The welcome decision of the Government to ask former chief justice John Murray to review the powers of the Garda Síochána Ombudsman Commission (Gsoc), the Garda, the Revenue Commissioners and the Defence Forces to delve into journalists' phone records is testimony to the extent to which the imminence of a general election can concentrate minds wonderfully. No better time to burnish one's credentials as a defender of press freedom.
Would that such diligent enthusiasm for rights was more often manifest. And that a greater degree of vigilance be exercised by government and TDs when such legislation is introduced in the first place. It is notable that in the debates on the Garda Síochána (Amendment) (No. 3) Bill 2014 no reference is to be found – approving or disapproving – to the granting to the chairman of Gsoc the same power as the garda commissioner to sanction such inspections of records. Nor is any distinction drawn in the legislation between categories of offence which might be argued to merit such significant intrusions.
The predominant tone of the debates reflected concern to enhance the ability of Gsoc to call the Garda Síochána to account in the face of not a little obstruction from within its ranks. It is important, therefore, that the outcome of the review should not play to the subtext of Gsoc critics who would clearly be delighted to see it emasculated.
The challenge facing Mr Justice Murray will not be easy. A number of conflicting rights and interests have to be squared, not least the fundamental importance in a democracy of the protection of the confidentiality of journalistic sources. Concern for the effectiveness of Gsoc, and other investigating bodies included in the review, must be balanced by a recognition that the power to scrutinise phone metadata (not the content of phone conversations) and the requirement on businesses to retain records of it for two years has already come under critical scrutiny at the European Court of Justice (ECJ).

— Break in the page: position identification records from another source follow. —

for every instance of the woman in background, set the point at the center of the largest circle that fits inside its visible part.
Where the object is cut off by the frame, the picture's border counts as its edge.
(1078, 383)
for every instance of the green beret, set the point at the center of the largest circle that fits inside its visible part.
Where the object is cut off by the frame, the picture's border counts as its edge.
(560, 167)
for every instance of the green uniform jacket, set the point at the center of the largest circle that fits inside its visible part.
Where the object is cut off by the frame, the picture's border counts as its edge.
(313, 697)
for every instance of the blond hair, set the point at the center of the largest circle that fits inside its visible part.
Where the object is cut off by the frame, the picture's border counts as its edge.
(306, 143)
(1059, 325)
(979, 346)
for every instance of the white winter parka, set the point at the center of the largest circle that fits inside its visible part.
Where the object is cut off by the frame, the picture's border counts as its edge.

Critics such as Digital Rights Ireland (DRI) have successfully argued in the court that the powers represent an unnecessary and disproportionate intrusion into privacy, and lack safeguards on state access to such data or on what use it can be put to. The ECJ’s overturning of a 2006 European data retention directive on the issue has not yet been reflected in the Irish transposed legislation, the Communications (Retention of Data) Act 2011, and DRI is returning to the High Court to demand action. Such a broader context will necessarily have to form part of the review.
Beyond the issue of journalism, there is a further complication: the disclosure that An Garda Síochána covertly seeks access to thousands of phone records annually. The scale of this activity – and whether it is subject to adequate oversight – poses a whole new set of questions.